There are two forces $\mathbf{F_1}$ and $\mathbf{F_2}$ , of constant magnitudes (i.e., $F_1=|\mathbf{F_1}|=\textrm{Const.}$ ; $F_2=|\mathbf{F_2}|=\textrm{Const.}$ ), acting at the same point. The angle $\theta$ between $\mathbf{F_1}$ and $\mathbf{F_2}$ increases from $0^\circ$ to $180^\circ$ .Apparently from the figure, $F_1>F_2$ .

Let the direction of $\mathbf{F_2}$ be fixed due east.

Then,

$\begin{aligned} \mathbf{F_1} & = F_1\cos\theta\,\hat{\mathbf{i}}+F_1\sin\theta\,\hat{\mathbf{j}} \\ \mathbf{F_2} & = F_2\,\hat{\mathbf{i}} + 0\,\hat{\mathbf{j}} \\ \mathbf{F_3} & = \mathbf{F_1} + \mathbf{F_2} \\ & = ( F_1\cos\theta + F_2 )\,\hat{\mathbf{i}} + F_1\sin\theta\,\hat{\mathbf{j}} \\ \end{aligned}$

$\begin{aligned} F_3 & = |\mathbf{F_3}| \\ & = \sqrt{(F_1\cos\theta + F_2)^2+(F_1\sin\theta )^2} \\ & = \sqrt{(F_1)^2\cos^2\theta + 2F_1F_2\cos\theta +(F_2)^2+(F_1)^2\sin^2\theta} \\ & = \sqrt{(F_1)^2+(F_2)^2+2F_1F_2\cos\theta} \\ \end{aligned}$

If $\theta =0^\circ$ , then $\cos\theta =1$ and $F_3=F_1+F_2$ ;

if $\theta =90^\circ$ , then $\cos\theta =0$ and $F_3=\sqrt{(F_1)^2+(F_2)^2}$ ;

if $\theta =180^\circ$ , then $\cos\theta =-1$ and $F_3=F_1-F_2$ .

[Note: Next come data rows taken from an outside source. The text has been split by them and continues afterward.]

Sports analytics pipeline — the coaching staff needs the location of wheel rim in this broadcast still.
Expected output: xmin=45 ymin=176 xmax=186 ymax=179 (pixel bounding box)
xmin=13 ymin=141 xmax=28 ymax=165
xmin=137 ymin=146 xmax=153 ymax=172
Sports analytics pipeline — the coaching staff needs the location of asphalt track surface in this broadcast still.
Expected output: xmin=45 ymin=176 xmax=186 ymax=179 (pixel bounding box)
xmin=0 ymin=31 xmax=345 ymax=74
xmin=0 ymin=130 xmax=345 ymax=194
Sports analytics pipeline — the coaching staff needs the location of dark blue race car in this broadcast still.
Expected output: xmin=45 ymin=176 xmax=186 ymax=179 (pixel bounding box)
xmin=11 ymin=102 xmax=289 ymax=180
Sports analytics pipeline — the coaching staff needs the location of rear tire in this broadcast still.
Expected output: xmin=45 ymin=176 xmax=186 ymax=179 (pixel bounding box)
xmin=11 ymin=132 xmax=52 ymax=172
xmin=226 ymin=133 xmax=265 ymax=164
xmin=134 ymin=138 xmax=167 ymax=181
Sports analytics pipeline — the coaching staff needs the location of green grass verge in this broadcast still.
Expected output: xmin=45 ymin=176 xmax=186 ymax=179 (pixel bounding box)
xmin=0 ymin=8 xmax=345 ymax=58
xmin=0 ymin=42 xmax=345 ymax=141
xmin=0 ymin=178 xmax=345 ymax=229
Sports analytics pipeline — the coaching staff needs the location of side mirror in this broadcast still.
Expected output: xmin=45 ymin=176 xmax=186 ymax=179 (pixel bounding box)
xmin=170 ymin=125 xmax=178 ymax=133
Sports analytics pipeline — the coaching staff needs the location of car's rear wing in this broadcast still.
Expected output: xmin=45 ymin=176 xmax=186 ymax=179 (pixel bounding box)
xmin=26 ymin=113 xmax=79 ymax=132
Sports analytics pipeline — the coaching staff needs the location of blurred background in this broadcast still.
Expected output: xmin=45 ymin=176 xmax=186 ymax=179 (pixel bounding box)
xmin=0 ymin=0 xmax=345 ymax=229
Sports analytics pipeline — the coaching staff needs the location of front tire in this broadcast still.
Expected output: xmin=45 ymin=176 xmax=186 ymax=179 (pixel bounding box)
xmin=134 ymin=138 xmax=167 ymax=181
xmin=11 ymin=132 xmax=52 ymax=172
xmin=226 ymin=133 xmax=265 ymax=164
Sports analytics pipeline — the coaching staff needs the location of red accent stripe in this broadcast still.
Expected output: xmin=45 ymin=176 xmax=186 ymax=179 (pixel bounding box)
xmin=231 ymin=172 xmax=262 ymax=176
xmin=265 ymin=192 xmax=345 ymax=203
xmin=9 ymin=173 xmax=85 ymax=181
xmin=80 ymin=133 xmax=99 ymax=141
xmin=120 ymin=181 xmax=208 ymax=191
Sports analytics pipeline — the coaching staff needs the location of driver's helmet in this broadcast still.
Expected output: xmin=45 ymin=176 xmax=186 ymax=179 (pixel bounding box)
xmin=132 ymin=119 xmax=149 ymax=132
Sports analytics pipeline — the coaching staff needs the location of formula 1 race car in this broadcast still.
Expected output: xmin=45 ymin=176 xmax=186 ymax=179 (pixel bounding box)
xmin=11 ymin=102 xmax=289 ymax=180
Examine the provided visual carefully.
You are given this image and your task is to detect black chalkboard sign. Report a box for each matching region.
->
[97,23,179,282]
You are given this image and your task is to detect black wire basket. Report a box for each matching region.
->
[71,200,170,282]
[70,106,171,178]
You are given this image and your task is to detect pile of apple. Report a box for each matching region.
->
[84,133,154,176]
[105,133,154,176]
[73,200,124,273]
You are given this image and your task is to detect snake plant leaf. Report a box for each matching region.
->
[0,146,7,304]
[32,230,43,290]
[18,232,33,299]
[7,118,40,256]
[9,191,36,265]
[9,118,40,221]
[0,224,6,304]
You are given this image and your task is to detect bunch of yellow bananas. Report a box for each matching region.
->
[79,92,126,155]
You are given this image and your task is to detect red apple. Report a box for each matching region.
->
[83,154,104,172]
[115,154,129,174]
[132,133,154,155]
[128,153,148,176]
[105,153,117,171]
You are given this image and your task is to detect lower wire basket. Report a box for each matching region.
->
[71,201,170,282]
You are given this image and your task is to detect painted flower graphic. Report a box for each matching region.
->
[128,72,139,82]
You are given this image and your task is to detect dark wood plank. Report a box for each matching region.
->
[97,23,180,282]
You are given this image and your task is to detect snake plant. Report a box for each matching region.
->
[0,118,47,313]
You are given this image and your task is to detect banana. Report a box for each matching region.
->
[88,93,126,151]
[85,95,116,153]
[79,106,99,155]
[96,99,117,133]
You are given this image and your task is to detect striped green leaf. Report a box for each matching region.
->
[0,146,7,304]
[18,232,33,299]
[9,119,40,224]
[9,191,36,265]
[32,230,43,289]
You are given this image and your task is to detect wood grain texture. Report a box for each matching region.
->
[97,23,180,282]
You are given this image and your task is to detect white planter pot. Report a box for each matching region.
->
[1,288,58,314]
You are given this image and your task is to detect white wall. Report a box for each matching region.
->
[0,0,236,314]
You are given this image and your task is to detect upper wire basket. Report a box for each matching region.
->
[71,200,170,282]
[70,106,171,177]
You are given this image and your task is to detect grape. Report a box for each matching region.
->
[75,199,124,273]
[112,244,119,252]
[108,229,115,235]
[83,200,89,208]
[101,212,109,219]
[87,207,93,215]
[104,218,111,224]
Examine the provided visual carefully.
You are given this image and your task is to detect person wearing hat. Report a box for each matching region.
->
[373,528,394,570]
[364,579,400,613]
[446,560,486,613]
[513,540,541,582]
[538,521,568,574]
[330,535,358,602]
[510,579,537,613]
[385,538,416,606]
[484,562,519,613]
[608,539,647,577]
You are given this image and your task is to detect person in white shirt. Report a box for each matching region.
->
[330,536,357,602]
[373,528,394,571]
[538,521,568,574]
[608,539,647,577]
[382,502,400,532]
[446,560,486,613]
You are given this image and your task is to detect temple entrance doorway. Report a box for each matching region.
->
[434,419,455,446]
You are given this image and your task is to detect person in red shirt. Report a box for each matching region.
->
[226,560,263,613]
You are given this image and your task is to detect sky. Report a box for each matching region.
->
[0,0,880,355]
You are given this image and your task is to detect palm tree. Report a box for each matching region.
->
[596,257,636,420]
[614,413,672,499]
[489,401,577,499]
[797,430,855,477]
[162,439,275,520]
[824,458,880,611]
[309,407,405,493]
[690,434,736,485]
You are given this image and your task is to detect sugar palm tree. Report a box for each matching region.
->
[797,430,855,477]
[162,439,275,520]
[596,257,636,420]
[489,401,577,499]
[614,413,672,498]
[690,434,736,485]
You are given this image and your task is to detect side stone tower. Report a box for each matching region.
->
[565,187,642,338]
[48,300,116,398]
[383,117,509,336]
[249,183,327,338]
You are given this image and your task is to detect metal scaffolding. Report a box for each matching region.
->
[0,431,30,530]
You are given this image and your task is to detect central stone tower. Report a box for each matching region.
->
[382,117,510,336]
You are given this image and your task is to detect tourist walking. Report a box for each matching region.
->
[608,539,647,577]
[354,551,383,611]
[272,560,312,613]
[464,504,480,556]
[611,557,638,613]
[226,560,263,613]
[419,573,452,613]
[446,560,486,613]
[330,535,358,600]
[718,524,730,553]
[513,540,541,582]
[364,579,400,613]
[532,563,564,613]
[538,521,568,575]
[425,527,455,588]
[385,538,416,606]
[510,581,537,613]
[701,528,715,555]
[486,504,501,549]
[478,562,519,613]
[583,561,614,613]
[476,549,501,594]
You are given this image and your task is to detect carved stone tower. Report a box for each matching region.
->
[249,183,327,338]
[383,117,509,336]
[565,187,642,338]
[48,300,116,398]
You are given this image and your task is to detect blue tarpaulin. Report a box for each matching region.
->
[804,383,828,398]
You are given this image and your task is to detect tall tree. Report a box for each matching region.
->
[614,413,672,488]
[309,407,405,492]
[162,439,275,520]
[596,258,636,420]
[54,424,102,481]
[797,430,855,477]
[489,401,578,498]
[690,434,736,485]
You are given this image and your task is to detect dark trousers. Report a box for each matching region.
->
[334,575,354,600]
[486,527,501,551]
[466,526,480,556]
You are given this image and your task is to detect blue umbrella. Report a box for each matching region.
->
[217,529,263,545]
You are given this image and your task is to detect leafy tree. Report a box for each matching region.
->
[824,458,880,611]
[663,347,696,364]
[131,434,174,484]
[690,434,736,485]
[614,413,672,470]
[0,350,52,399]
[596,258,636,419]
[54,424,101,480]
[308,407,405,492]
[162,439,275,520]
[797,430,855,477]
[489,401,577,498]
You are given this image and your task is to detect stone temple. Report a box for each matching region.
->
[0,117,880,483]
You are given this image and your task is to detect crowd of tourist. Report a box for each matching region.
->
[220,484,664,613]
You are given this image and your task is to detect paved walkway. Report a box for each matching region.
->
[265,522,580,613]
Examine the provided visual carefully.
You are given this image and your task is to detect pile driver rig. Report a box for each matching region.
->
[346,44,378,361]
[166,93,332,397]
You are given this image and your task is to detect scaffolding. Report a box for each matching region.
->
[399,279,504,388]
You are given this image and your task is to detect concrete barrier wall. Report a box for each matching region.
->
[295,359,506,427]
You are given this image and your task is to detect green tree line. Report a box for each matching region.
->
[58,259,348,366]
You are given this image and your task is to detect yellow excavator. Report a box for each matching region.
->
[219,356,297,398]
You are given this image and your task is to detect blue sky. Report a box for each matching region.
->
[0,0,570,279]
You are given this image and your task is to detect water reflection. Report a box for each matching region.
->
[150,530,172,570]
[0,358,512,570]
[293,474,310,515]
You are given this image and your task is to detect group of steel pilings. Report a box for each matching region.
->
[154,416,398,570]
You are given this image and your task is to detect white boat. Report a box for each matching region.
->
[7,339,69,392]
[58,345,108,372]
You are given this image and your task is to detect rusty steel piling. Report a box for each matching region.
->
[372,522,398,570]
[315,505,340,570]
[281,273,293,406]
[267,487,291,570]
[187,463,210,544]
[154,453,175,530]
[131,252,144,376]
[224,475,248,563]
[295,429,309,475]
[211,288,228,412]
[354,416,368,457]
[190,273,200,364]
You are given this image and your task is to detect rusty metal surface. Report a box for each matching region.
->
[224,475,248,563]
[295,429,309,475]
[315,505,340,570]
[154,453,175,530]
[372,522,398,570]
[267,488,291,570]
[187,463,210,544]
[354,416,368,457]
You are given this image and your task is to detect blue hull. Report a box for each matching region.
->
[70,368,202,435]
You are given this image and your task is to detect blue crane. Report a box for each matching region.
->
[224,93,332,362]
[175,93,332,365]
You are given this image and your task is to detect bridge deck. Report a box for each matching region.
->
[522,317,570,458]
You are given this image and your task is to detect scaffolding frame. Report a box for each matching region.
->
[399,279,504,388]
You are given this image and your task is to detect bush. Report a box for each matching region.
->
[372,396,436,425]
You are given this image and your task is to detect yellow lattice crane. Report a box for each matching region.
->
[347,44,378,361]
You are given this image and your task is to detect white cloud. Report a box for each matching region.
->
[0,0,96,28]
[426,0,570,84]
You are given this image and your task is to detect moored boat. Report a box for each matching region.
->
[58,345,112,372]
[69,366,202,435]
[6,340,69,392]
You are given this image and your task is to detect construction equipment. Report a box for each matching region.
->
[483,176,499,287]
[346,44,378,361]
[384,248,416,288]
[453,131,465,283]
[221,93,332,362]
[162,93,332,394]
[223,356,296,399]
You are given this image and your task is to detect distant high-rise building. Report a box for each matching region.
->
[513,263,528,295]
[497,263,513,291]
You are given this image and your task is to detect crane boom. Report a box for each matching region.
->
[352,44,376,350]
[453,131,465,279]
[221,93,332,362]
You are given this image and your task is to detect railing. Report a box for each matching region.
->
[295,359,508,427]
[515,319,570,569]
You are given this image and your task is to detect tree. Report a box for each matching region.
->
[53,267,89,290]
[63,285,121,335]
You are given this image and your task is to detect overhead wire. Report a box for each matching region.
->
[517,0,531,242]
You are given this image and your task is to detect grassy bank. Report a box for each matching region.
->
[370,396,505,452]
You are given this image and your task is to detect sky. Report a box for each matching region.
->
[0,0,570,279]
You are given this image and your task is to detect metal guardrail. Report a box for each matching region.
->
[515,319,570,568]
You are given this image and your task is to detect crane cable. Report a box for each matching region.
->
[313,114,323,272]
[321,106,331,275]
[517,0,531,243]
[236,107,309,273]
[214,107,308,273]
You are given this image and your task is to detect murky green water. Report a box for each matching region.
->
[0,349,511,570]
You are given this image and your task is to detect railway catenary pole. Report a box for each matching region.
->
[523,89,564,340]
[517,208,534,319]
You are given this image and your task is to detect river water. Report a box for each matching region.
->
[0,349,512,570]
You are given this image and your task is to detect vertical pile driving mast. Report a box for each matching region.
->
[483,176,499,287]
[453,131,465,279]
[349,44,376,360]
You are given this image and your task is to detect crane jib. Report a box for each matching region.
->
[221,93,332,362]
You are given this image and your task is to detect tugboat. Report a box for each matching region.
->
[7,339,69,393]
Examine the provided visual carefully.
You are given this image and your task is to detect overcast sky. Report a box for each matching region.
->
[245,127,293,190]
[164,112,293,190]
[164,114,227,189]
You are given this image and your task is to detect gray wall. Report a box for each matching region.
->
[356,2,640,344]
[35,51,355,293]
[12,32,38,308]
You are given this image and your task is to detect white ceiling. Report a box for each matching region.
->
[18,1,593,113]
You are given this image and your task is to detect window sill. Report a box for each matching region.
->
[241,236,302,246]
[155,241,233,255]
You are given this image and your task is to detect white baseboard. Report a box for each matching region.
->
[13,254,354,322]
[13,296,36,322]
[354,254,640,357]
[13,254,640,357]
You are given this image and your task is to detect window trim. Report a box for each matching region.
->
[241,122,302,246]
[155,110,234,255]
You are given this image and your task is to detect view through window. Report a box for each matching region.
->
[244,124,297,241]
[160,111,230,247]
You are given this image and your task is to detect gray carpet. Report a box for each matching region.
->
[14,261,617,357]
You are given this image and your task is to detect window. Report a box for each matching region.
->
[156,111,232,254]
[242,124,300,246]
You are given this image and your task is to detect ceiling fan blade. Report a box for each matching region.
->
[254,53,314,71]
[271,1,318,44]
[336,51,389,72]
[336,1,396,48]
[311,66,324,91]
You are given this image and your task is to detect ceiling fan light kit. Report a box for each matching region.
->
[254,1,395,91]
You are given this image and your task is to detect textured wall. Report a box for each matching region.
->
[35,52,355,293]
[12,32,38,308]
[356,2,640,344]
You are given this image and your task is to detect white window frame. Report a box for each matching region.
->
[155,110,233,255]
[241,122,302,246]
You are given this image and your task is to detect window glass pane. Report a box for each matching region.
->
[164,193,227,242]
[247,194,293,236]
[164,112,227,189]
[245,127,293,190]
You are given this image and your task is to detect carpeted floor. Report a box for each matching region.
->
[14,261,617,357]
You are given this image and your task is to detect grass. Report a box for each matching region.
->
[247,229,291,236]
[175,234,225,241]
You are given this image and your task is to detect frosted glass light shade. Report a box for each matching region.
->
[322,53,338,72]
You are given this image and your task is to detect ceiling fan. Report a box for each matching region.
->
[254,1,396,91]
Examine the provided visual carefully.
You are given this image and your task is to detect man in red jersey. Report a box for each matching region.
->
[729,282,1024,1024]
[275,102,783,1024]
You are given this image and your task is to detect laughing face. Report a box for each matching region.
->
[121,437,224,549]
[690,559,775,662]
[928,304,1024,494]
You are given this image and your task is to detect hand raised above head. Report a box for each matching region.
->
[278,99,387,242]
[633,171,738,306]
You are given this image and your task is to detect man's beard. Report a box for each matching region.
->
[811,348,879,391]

By the triangle inequality,

$F_1+F_2>F_3=\sqrt{(F_1)^2+(F_2)^2}$ .

So the magnitude $F_3$ of the resultant force $\mathbf{F_3}$ decreases throughout.

(Countercheck)

Differentiating $F_3$ w.r.t. $\theta$ ,

$\begin{aligned} \quad \frac{\mathrm{d}}{\mathrm{d}\theta}(F_3) & = \frac{\mathrm{d}}{\mathrm{d}\theta} \sqrt{(F_1)^2+(F_2)^2+2F_1F_2\cos\theta} \\ & = \frac{-F_1F_2\sin\theta}{\sqrt{(F_1)^2+(F_2)^2+2F_1F_2\cos\theta}}\\ \end{aligned}$